Producer and co-writer Tina Fey speaks about The Unbreakable Kimmie Schmidt during the Netflix TCA Press Tour in Pasadena, Calif.

 

“That was a different era, though. In a social-media era like today, when you make a joke on American TV, it can go worldwide in an instant. It’s a different environment. But that doesn’t make it any less vital. We have to be able to do it, even if it’s just dumb jokes in The Interview. We have the right to make dumb jokes.”

Streaming services such as Netflix allow viewers to watch as many episodes of a program as have been made, at a time of their choosing. That is why Netflix has proven popular with viewers living a hurried, densely packed lifestyle full of daily commitments.

Asked how she chooses to watch TV at home, Fey acknowledged that as a working mother, she finds that Netflix provides the ideal viewing solution — even for someone who grew up in live TV.

“I do binge-watch,” Fey said. “I do. I’m on, like, the third season of Breaking Bad, personally, on Netflix. It’s really good. You should watch it.
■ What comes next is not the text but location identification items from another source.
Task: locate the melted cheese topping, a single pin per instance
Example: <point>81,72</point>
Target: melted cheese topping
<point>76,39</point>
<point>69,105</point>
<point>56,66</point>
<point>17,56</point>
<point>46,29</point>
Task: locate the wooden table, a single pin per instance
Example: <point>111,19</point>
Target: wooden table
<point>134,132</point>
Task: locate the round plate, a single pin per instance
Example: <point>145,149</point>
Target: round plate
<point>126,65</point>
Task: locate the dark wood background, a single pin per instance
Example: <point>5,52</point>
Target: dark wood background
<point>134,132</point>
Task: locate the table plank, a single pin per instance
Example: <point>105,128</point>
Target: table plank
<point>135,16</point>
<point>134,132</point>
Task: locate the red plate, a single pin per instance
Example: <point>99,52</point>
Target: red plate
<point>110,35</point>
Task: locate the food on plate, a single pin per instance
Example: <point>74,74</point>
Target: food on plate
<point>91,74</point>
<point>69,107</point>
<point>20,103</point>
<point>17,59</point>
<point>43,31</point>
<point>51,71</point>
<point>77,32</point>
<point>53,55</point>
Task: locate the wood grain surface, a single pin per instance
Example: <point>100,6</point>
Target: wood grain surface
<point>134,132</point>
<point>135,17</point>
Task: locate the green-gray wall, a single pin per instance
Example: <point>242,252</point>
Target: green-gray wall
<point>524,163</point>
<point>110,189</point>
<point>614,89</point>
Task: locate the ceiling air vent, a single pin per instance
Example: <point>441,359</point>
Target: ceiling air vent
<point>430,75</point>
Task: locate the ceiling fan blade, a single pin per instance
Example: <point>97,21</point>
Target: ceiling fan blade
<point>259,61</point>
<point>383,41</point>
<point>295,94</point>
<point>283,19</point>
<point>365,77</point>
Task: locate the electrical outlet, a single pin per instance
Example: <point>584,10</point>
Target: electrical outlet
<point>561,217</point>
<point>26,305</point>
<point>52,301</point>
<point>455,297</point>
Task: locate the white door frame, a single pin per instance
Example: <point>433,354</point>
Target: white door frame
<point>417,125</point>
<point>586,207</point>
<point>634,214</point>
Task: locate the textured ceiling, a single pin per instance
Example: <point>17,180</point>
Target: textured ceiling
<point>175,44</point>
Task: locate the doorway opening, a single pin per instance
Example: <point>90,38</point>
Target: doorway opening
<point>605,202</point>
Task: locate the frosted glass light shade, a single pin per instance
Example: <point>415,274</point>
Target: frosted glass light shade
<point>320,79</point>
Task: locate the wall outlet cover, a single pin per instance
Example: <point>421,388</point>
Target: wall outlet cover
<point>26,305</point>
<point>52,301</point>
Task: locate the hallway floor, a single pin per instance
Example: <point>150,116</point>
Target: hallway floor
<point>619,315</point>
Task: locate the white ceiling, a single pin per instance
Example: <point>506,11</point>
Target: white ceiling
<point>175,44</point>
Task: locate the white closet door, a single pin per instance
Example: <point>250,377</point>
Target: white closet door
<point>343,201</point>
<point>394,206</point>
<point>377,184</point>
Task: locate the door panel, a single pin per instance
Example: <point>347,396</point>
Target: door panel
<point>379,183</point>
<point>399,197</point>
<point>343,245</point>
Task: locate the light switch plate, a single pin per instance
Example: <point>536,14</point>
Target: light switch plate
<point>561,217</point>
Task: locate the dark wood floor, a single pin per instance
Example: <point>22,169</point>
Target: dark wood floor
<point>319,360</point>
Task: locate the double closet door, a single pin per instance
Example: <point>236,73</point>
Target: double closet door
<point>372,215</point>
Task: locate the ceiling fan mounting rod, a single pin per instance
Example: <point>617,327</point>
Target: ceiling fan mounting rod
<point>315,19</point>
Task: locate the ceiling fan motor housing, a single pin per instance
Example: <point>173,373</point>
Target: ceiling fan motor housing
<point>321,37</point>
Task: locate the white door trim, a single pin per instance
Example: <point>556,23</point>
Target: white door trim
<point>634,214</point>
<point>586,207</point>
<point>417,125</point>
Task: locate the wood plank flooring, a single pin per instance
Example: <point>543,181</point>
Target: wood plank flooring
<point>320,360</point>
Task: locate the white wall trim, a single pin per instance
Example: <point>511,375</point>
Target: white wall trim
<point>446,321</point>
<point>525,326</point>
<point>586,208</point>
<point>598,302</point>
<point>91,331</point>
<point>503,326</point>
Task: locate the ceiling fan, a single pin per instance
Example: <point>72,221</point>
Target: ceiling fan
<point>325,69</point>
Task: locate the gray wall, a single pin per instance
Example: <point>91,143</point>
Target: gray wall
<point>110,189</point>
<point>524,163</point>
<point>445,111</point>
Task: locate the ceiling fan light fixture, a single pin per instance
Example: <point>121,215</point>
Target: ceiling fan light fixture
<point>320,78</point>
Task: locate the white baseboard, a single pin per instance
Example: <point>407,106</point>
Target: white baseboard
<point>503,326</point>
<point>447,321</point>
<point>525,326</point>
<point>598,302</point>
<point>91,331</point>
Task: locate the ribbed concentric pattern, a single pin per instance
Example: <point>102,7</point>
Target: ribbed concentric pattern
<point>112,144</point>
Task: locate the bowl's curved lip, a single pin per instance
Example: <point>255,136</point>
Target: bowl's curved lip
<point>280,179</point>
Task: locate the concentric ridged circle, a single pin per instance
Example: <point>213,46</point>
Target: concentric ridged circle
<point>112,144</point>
“I do binge-watch mostly now, because I have young children.”

Fey said TV is multi-faceted, though, with many different ways of watching, depending on one’s need and desire at the time.

“For something like Peter Pan Live!, I’ll have a party of 20 people over, because I’m excited that there’s a live TV show going on. I think the future will be a mix. There’s still an immediacy to live TV. People still get that communal feeling when they watch something live. Even with Netflix. When something like Orange Is the New Black goes up, people watch it all at once. They want to talk about it. They want to email about it. You still get that communal feeling of, we want to see this and talk about it right now. It’s just not literally at that specific one hour of the night.”

Broadcast TV is not dead yet, Fey said.

“You have Modern Family. You have all the Chuck Lorre shows. I don’t know what the secret is, I really don’t. Thankfully, it’s not my job to figure out what works on broadcast TV. I guess it should have been.”

Fey would not rule out a return to traditional network TV at some point.

“I would be thrilled to do another show for broadcast in the future.”

For now, though, she’s embracing the Netflix way.

“It’s a little like that year Howard Stern went from regular radio to Sirius, and everyone was like, ‘Oh, now he can say whatever he wants.’

“So we’re going to have a lot of strippers.”